Ungefähr 1919 oder 1920 baute man dann die "Zentrale" dort, wo heute das Feuerwehrhaus steht. Im sogenannten Gasgenerator wurde Anthrazitkohle unter Luftabschluß erhitzt. Die Schwelgase gelangten durch Rohrleitungen zu zwei Sauggasmotoren, wovon der kleine 25 PS (ca. 19 kW), der große 40 PS (ca. 30 kW) "auf die Beine" brachte, allerdings nur dann, wenn das Gas vor dem Zünden mit der richtigen Menge Luft gemischt war. Der kleine Motor mußte von Hand angeworfen werden. Dabei trat einer in die Speichen des Schwungrades, ein zweiter Mann drehte am Außenkranz. Nach kalten Winternächten war das nicht so einfach. Einmal stand Stiepels Hermann in den Speichen, ich drehte am Außenkranz, als eine Frühzündung das Rad rückwärts laufen ließ. Hermann wurde von diesem Schwung hochgeschleudert. Glücklicherweise konnte ich seinen Fall bremsen, so daß ihm nichts passierte.

Die Zentrale

Der große Motor war wassergekühlt und wurde mit Preßluft gestartet. Breite Treibriemen übertrugen die Motorleistung auf Generatoren (Dynamos), die 220 Volt Gleichstrom lieferten. Hermann Stiepel und Hans Pohlmann waren die Betriebsfachleute. Sie sorgten dafür, daß die Maschinen von morgens 5.00 Uhr bis abends 23.00 Uhr liefen. Dabei hatte im Wechsel einer von 5.00 Uhr bis 20.00 Uhr, der andere von 5.00 Uhr bis 18.00 Uhr und von 20.00 Uhr bis 23.00 Uhr Dienst.

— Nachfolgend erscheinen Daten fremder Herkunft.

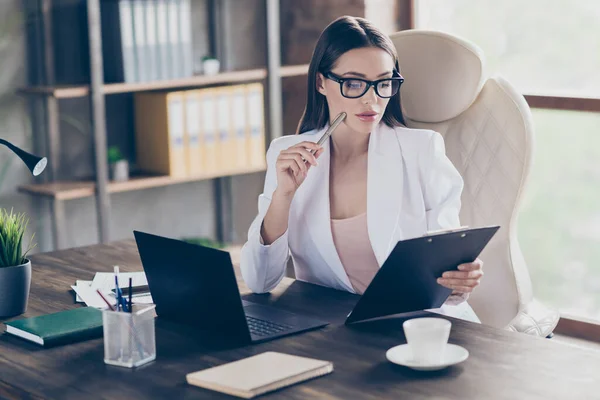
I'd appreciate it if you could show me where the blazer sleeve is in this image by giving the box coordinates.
[423,131,464,231]
[240,140,289,293]
[423,131,469,306]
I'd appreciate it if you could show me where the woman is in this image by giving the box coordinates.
[241,17,483,321]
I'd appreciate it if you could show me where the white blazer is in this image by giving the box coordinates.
[240,123,479,322]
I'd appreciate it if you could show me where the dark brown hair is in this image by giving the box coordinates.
[296,16,406,134]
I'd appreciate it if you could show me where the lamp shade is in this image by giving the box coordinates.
[0,139,48,176]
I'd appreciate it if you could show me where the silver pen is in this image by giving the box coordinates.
[305,112,346,157]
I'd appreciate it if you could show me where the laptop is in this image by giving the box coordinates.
[133,231,328,343]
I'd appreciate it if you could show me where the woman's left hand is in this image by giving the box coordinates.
[437,258,483,294]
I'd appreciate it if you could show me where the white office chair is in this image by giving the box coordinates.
[390,30,559,337]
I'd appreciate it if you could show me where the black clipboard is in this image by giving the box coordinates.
[345,226,500,325]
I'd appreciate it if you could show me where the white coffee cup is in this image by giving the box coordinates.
[402,318,452,364]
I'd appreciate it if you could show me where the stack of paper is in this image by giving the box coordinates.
[71,272,153,309]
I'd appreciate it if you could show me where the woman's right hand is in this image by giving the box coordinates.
[275,142,323,197]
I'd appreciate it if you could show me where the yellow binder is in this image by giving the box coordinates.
[231,85,250,170]
[185,90,204,176]
[246,83,266,168]
[135,92,187,178]
[215,86,236,173]
[200,89,219,174]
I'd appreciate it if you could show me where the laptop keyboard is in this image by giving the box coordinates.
[246,315,293,336]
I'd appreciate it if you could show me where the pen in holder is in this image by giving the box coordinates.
[102,304,156,368]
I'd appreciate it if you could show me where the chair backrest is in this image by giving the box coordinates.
[390,30,533,327]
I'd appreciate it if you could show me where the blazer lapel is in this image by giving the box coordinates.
[367,123,404,266]
[299,125,354,292]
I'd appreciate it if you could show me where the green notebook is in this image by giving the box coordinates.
[5,307,103,347]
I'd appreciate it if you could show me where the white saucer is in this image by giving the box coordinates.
[385,344,469,371]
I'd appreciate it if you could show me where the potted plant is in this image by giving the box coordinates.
[0,209,35,317]
[202,56,221,75]
[107,146,129,182]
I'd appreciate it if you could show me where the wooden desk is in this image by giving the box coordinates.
[0,241,600,400]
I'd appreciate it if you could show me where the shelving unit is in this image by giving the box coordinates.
[19,0,308,249]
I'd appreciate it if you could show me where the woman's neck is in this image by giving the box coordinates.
[331,124,370,161]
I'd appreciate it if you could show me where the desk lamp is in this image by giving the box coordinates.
[0,138,48,176]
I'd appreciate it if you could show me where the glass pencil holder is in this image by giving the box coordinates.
[102,304,156,368]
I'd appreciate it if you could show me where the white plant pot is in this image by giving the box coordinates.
[202,60,221,75]
[110,160,129,182]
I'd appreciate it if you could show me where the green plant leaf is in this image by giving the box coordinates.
[0,209,34,267]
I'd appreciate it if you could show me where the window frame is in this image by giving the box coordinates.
[408,0,600,342]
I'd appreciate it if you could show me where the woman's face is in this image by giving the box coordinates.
[317,47,394,134]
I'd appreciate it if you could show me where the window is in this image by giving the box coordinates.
[518,109,600,320]
[414,0,600,97]
[413,0,600,321]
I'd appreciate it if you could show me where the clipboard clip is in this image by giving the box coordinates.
[423,225,469,237]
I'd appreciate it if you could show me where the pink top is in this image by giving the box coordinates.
[331,213,379,294]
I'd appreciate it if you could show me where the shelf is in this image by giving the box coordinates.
[19,69,267,99]
[19,64,308,99]
[19,167,266,200]
[279,64,308,78]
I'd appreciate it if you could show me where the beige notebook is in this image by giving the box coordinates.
[186,351,333,399]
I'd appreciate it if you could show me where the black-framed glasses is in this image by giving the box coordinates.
[323,71,404,99]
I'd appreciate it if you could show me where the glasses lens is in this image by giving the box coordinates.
[342,79,367,97]
[377,79,400,97]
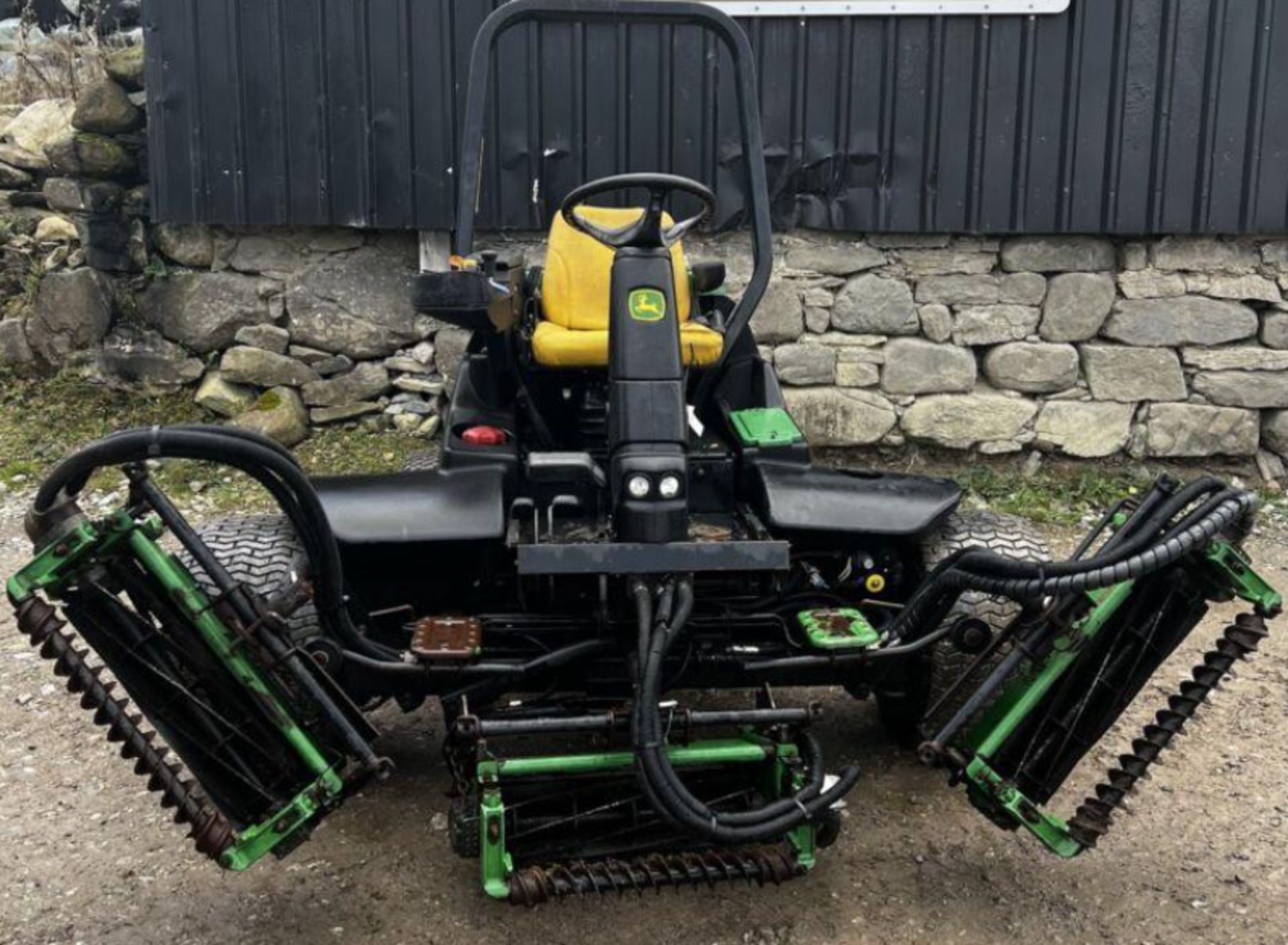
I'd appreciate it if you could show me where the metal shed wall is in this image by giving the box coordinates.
[144,0,1288,234]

Der nächtliche Energiebedarf wurde aus Batterien gedeckt, die tagsüber aufgeladen wurden. Mehrere lange Reihen von Glasgefäßen, etwa 1/2 m x 1/2m x 3/4 m groß, mit Batterieplatten versehen, standen im Nebenraum.

Das Feuer brannte nachts auf "Sparflamme". An Sonn- und Feiertagen lief nur der kleine Motor mit dem kleinen Dynamo. An den Schützenfesttagen hatte ich oft das Oberkommando in der Zentrale, denn Pohlmann und Stiepel waren beide im Spielmannszug. Hans flötete und Hermann trommelte.

Das Versorgungsgebiet der Uelsener Zentrale erstreckte sich von Lübbermann und Siemelink (Vischer/Weered) in Lemke, die eine eigene Zuleitung direkt von der Zentrale hatten, bis zu den Zollhäusern an der Geteloer Straße. Für die Leitung zu den Zollhäusern mußten Pohlmanns Hans und ich am Bokenkämpken einen A-Mast setzen. Damit haben wir große Schwierigkeiten gehabt. Das Ding war für zwei Mann zu schwer.

Die Hauptabnehmer waren die Werkstätten, die von Hand- auf Maschinenbetrieb umgestellt wurden (Möbel-Voet, Beck-Geit, Wagenmaker Scholten und andere). Wenn dann bei Einbruch der Dunkelheit in denHäusern zusätzlich die Beleuchtung eingeschaltet wurde, ging die Spannung bis auf 180 Volt zurück. Rechnet man dann noch den Spannungsverlust in den Leitungen z.B. bis zu den Zollhäusern, kann man sich vorstellen, daß die Glühlampen nur noch als Rotlicht wirkten. Es gab sowieso nur "Birnen" von 10 und 15 Watt für Flure, und solche, von 20, höchstens 25 Watt für Wohn- und Arbeitsräume.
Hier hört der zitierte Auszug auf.